A server at John Wright Restaurant in Wrightsville lost her job after a banquet-floor discussion about a $2,800 gratuity, and a federal labor judge said that punishment crossed the line. The ruling said the restaurant could not fire Mackenzie Caterbone for talking with coworkers about tips, wages, and how banquet money was being split, a fight that goes straight to the center of restaurant pay culture.

The case involved Wrightsville Firewater LLC, doing business as John Wright Restaurant, at 234 N. Front Street in Wrightsville, Pennsylvania. The business operated as both a restaurant and a banquet facility, and Caterbone had worked there for about six years as a server and bartender on weddings, corporate functions, and similar events. After a corporate banquet, she and other workers whether owner James Switzenberg had taken more than a fair share of the $2,800 gratuity. Not long after that conversation, Caterbone got a text saying she was fired for talking about pay.

On April 21, an administrative law judge for the National Labor Relations Board found three unfair labor practice violations: an unlawful discharge, an unlawful rule, and unlawful interrogation. The judge ordered reinstatement, back pay, and the rescission of a March 23, 2023 memo that told employees that “salaries, hourly wages, and tip-outs are all very personal and should not be discussed with your co-workers.” That memo also told employees to bring wage or tip-out concerns to management and the owner instead.

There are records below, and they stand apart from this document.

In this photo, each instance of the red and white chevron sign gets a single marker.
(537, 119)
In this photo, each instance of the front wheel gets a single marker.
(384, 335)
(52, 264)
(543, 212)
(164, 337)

For restaurant workers, the ruling lands in a familiar pressure point. Tip-outs, pooled tips, banquet gratuities, and service charges can make a shift’s pay swing sharply, especially for servers and bartenders who depend on front-of-house accounting to be accurate. The judge’s decision underscored that employees can talk with coworkers about whether tip money is being split fairly, and managers cannot punish them simply for asking questions or raising concerns.

AI-generated illustration
AI-generated illustration

The case also found an interrogation violation involving Parker Geesey and Allyson Lehman. In broader terms, the National Labor Relations Board says private-sector employees have the right to discuss wages and work together over pay and working conditions, even without a union. Federal wage rules also help explain why the stakes are so high in tipped work: the U.S. Department of Labor defines tipped employees as workers who customarily and regularly receive more than $30 a month in tips.

For restaurant supervisors, the message is blunt. A policy that labels wages and tip-outs off-limits can create legal exposure, and firing someone for talking about tips can turn an ordinary backstage dispute into a formal labor case with reinstatement and back-pay consequences.